Why do you prefer it from other forms of writing?

My style is quite concise; poetry is the perfect size for me. I write as if I was painting or photographing something. Each of my poems is an image and I do not need too much space to show this image. And honestly, it takes less time than writing novels.

What are your plans for the future?

Writing a novel... I am now working with the Parisian editor JC Lattès who will publish my novel in September 2017.

Mark Vella –  ‘I have written in my head more than I have written on paper’

Tell us a bit about yourself.

I currently head a translation unit within the Maltese Language Department of the European Commission's Directorate General for Translation in Luxembourg. All my work history has been connected with Maltese language and literature, first as a teacher and publisher, and then as a translator. Between 1998 and 2002, I ran Minima Publishers, an indie-publishing company that launched young new writers like Guze' Stagno, Immanuel Mifsud and Karl Schembri.

When did you start writing?

I have written in my head more than I have written on paper. I remember a particularly creative time round 2002-2008, but my novel was written in a short span of time after taking a leaf out of the NaNoWriMO concept, where I wrote an initial draft of 500,000 words in 30 days. Alex Vella Gera's Is-Sriep Regghu Saru Velenuzi was a sort of liberation or inistigation to use a particular voice, and the announcement of Merlin's #abbozz competition (which I subsequently won) egged me on to finish the project.

What inspires you?

Most probably things that happen in my life or that I observe which strike me as more powerful than reality itself.

What are your works about?
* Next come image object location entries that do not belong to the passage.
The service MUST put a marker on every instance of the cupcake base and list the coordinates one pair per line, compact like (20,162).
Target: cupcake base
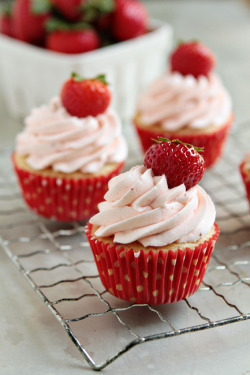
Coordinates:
(62,197)
(245,174)
(213,139)
(151,276)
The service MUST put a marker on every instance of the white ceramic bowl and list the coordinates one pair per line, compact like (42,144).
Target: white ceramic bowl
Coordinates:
(31,76)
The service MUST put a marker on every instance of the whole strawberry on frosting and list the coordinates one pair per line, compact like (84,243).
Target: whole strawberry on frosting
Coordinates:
(85,97)
(181,163)
(192,58)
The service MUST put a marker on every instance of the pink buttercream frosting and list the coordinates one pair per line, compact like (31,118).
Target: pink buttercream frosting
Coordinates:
(140,207)
(175,101)
(246,159)
(53,138)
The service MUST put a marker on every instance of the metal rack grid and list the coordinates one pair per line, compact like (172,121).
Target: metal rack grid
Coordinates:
(57,262)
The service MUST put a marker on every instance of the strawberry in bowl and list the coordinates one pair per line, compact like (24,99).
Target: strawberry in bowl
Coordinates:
(70,38)
(79,37)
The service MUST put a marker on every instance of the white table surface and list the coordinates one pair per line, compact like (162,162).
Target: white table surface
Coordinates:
(32,341)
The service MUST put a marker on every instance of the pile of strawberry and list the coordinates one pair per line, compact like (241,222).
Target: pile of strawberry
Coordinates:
(74,26)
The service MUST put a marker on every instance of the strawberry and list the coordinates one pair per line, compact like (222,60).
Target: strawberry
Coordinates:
(85,97)
(71,38)
(180,162)
(129,19)
(70,9)
(29,17)
(192,58)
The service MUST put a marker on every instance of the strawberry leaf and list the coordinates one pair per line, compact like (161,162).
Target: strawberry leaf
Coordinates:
(78,78)
(40,6)
(94,9)
(55,24)
(162,139)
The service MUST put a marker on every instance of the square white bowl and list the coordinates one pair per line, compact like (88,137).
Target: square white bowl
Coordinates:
(31,76)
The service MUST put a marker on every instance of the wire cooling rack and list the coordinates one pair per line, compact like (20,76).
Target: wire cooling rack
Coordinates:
(56,260)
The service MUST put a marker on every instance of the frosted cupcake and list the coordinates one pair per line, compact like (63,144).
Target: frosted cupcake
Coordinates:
(245,174)
(155,232)
(69,150)
(188,103)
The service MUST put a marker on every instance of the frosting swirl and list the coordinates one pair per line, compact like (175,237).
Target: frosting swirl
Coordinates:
(140,207)
(53,138)
(246,160)
(175,101)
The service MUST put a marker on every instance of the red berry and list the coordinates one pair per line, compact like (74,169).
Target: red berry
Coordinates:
(29,22)
(192,58)
(70,9)
(180,163)
(6,24)
(129,19)
(73,41)
(85,97)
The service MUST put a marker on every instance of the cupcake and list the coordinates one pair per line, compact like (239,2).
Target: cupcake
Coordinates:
(188,103)
(69,150)
(155,232)
(245,174)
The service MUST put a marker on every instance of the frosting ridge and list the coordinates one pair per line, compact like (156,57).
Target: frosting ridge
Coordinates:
(140,207)
(53,138)
(175,101)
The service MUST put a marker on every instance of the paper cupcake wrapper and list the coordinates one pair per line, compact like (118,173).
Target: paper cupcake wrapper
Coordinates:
(63,199)
(246,181)
(213,143)
(153,277)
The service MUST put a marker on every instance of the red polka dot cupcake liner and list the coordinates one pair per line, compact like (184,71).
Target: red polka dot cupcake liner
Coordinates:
(151,277)
(63,199)
(246,181)
(213,142)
Is there one common theme?

My published (and unpublished) pieces, apart form my novel are probably about lonely men, though I wrote a novel about a child and the politically explosive 1980s!

You lived in different countries, how does this affect your work?

I'm still coming to grips with the concept. It probably gave me the necessary distance from the object of my observation, which is essentially life from a Maltese perspective. This does not necessarily mean that Malta is the subject or the location: conversely, it's the fact that I write in Maltese that makes anything I write quintessentially Maltese.

What is it about fiction novel writing that you like so much? Why do you prefer it from other forms of writing?

I'm still not sure about my genre. I never expected to launch myself with a novel, but life conjured a series of unique events that led to X'Seta' Gralu lil Kevin Cacciattolo? It may be that the themes I am fond of are more suited to the short story.

What are your plans for the future?

Writing all I have in my mind. Hopefully with more consistency and regularity.

 

The Malta Mediterrenean Literature Festival organised by Inizjamed will be held between the 25 – 27 August at St Elmo.